En ese tiempo, bautizamos a Rodrigo, años antes habíamos hecho un pacto con Mariana, la primera en tener un hijo se lo daba a la otra para ser la madrina. Eduardo un muy amigo de Alfredo y eterno enamorado de Mariana, me había pedido ser el padrino. En realidad, a pesar de todo lo que ocurrió, él nunca se alejó de nosotros, estuvo siempre presente ayudándonos en lo que pudimos necesitar y sobre todo apoyándome en los meses negros que vinieron después de mi separación con Alfredo y, también en mis meses de cama cuidando mi embarazo.

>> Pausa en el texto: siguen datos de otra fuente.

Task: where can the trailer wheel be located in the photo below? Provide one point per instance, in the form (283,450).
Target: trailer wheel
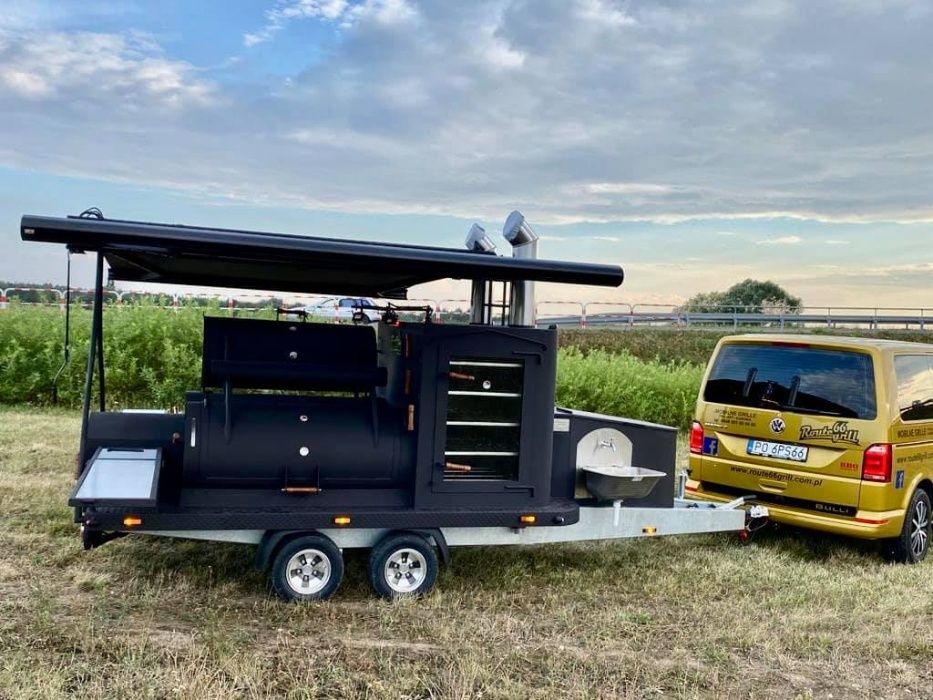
(911,546)
(306,569)
(403,565)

El escenario había cambiado bastante, pero no pude negarme. Eduardo había demostrado su cariño por el niño, no tuve corazón para cambiar los planes. Contra todo evento y caras largas de mis hermanos, se efectuó así el bautismo. Podría haber esperado, pero para esas alturas, Mariana preparaba su viaje a Suecia y era necesario apurar la ceremonia.
Obviamente Alfredo se enteró por su amigo, habló con mi madre y ella intercedió para que pudiera ir a la iglesia. Si hubiese tenido el carácter que tengo hoy, otra hubiese sido mi historia, pero no pude y accedí a su petición, tal vez porque quería verlo, tal vez porque quería que me viese feliz o simplemente porque no tuve carácter, no lo sé.
Pero ahí aparece en la foto del bautismo, Rodrigo en mis brazos con un traje precioso que le regaló su madrina, Alfredo a un lado, Mariana y Eduardo.
Esa era la primera vez que Alfredo veía a su hijo después del nacimiento, y pasarían doce años para que lo viera nuevamente.
Llegó septiembre, justo un año después del macabro encuentro de mi madre con Alfredo, no era tanto tiempo, pero ¡habían pasado tantas cosas! Pareciera ser que la vida corría tan aprisa, no daba tregua. Patricio me invitó a su casa nuevamente, pero esta vez estaba decidido a besarme y a pedirme que tuviésemos una relación formal. Así se dieron las cosas. En un momento que el bebé dormía y los niños veían la televisión en el dormitorio, sentados en el living, me abrazó y me dio el beso más dulce que me dieron en la vida, sin pasión y con toda la ternura y el miedo del mundo a mi respuesta, me dijo que quería tener conmigo una relación seria.
Lo abracé y correspondí su beso, se daba comienzo a un hermoso enlace.